Page 9 of The Twisted Window


  If there was a response to Doug’s question, it was not discernible from the bedroom.

  Doug’s voice rose again in an outraged bellow.

  “Tracy Lloyd! You get yourself out here this minute!”

  The sound of her name released Tracy from immobility. Letting the overalls fall to the floor, she rushed out of the bedroom and hurried down the hall to the living room.

  The scene that confronted her there was even worse than she had anticipated. Huge and glowering, Douglas Carver was planted solidly in the center of the room in the stance of a bull preparing for a charge. His head was lowered, and his nostrils were flared and quivering, in one crazy instant of near hysteria, Tracy could almost imagine that he was going to begin to snort and paw holes in the carpet.
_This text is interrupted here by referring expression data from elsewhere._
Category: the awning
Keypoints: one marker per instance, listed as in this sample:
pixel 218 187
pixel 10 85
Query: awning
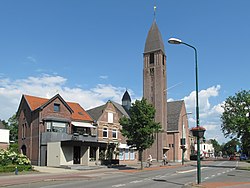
pixel 82 124
pixel 123 146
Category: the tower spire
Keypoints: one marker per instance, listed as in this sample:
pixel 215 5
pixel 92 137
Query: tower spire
pixel 154 11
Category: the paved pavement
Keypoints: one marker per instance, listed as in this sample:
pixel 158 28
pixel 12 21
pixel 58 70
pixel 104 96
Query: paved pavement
pixel 83 172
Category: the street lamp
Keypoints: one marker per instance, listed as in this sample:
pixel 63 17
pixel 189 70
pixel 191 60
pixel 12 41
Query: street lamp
pixel 183 140
pixel 178 41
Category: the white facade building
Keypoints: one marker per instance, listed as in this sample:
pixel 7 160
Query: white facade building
pixel 206 149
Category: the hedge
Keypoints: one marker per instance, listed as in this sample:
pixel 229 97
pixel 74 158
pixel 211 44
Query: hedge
pixel 12 168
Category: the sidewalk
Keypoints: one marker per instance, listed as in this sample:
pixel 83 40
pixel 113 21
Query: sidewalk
pixel 83 172
pixel 241 166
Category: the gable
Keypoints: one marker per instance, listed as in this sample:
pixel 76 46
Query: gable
pixel 69 109
pixel 174 112
pixel 78 112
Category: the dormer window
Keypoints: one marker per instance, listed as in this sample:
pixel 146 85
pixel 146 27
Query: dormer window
pixel 110 117
pixel 56 107
pixel 151 58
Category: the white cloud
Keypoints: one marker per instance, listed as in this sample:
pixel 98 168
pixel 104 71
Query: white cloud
pixel 103 77
pixel 31 59
pixel 49 85
pixel 209 114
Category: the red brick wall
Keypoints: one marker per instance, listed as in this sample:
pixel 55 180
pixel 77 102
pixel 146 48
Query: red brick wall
pixel 33 122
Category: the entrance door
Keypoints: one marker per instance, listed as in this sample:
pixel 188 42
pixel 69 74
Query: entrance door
pixel 77 156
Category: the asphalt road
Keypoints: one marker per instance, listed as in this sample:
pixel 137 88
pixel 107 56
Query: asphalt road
pixel 162 177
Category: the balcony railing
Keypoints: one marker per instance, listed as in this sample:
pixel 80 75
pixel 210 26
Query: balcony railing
pixel 57 137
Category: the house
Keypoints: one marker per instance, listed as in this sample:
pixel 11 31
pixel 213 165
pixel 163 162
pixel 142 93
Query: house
pixel 53 132
pixel 4 138
pixel 206 149
pixel 178 132
pixel 107 118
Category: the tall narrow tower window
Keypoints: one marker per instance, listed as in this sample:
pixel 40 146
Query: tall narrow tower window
pixel 152 72
pixel 151 58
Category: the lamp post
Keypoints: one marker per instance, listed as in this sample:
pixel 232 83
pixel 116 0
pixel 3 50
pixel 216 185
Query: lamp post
pixel 178 41
pixel 183 140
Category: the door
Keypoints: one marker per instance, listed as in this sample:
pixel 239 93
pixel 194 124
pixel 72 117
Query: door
pixel 77 155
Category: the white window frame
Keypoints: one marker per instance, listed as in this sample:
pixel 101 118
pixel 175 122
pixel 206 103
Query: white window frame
pixel 105 129
pixel 110 117
pixel 114 131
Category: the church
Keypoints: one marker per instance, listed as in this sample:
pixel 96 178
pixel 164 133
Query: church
pixel 171 115
pixel 54 132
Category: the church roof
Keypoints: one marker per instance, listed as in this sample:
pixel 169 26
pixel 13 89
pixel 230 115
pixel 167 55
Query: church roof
pixel 1 125
pixel 174 111
pixel 154 40
pixel 126 96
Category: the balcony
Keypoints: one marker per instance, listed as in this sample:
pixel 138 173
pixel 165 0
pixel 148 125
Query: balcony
pixel 58 136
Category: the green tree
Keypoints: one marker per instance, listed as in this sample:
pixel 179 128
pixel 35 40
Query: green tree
pixel 236 118
pixel 230 147
pixel 139 129
pixel 217 147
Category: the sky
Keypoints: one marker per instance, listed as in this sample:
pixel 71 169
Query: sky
pixel 91 51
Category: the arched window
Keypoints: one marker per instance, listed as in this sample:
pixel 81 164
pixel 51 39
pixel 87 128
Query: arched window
pixel 23 149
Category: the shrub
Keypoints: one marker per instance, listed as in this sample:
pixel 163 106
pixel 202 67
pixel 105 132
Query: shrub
pixel 8 157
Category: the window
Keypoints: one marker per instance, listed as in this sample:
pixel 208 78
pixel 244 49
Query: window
pixel 48 126
pixel 56 126
pixel 121 154
pixel 151 71
pixel 110 117
pixel 105 132
pixel 24 131
pixel 56 107
pixel 132 154
pixel 151 58
pixel 126 154
pixel 114 133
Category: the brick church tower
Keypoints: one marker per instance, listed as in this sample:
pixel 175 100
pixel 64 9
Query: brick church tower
pixel 154 87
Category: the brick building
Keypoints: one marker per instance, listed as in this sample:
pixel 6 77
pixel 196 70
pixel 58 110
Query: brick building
pixel 54 132
pixel 171 116
pixel 107 117
pixel 4 139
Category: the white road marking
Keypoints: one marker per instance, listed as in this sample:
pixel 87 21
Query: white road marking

  Brad was standing across from him in the doorway to the kitchen, looking as startled and caught off guard as a matador who had misplaced his sword and sent his red cape to the cleaners.

  As Tracy entered the room, Doug swung around to confront her.

  “You call yourself a baby-sitter?” His voice was shaking with fury. “We haven’t been gone twenty minutes, and already you’ve let a stranger into our house! You were hired to take care of Cricket, not to entertain visitors!”

  “It isn’t the way it looks. I mean, Brad is a friend of mine.” Tracy groped frantically for words to explain the unexplainable. “I didn’t know—I mean, I thought …” Unable to come up with a way to end the sentence without revealing the true reason for Brad’s presence there, she let it trail off uncompleted.

  “I know what you thought,” Doug said grimly. “You thought we were gone for the evening and you and your boyfriend could have the run of the house. Well, it didn’t work out that way, did it? As it turned out, I forgot our theater tickets, and I left Sally at the restaurant to order while I drove home to get them. The last thing I expected to find was a strange car in our driveway.”

  “I’m sorry,” said Tracy—sorry you came back and saw Brad’s car, she finished silently.

  “Well, you’d better be sorry! This is the last time you baby-sit at this house!” Doug glared at her and then turned his attention back to Brad, who had not moved throughout the course of the diatribe. “As for you, kid, I want you out of here, and I mean now! You can count yourself lucky I’m not calling in the police.”

  There was a moment of silence.

  Then, Brad said, “Maybe you should. If you want to call the cops, I wouldn’t mind talking to them.”

  “Did I hear you right?” Doug demanded. “You want to be arrested?”

  “I wouldn’t be arrested,” Brad said. “What law have I broken? You’re the one who could be charged as an accomplice to a felony.”

  “Are you on drugs or something? You’re talking like your brain’s been fried.” Doug regarded the boy with undisguised disgust. “I’m going to repeat this one time and one time only—I want you out of my house! If you don’t walk out that door, I’m throwing you through it, and, believe me, little man, I’m the guy who can do that!”

  In the terrible silence that followed, Tracy could hear the trip-hammer pounding of her heart, so loud in the room she was sure that the others heard it also. She could feel Doug’s fury radiating out of him in waves like the energy-charged vibrations from an overheated motor.

  She would not permit herself to look at Brad.

  “Please,” she said in a shaky voice, “do as he says. He’s so much bigger than you. He could really hurt you.”

  For a moment she was afraid he was going to ignore her and continue to blurt out statements that would antagonize Doug Carver further. Then, like a windup toy activated by a switch, Brad stalked over to the door, jerked it open, and stepped out into the night.

  His footsteps clicked twice on the doorstep and then were lost in the grass of the lawn. A few moments later, Tracy heard the slam of his car door.

  Gentler sounds then suddenly rushed in to fill the void left by angry voices, filtering through the screen to invade the silent living room: the tinkle of wind chimes in a tree in the Carvers’ front yard; guitar music wafting across from a neighbor’s house; cicadas serenading spring-time from their home in the hedge that separated the Carvers’ house from the one next door.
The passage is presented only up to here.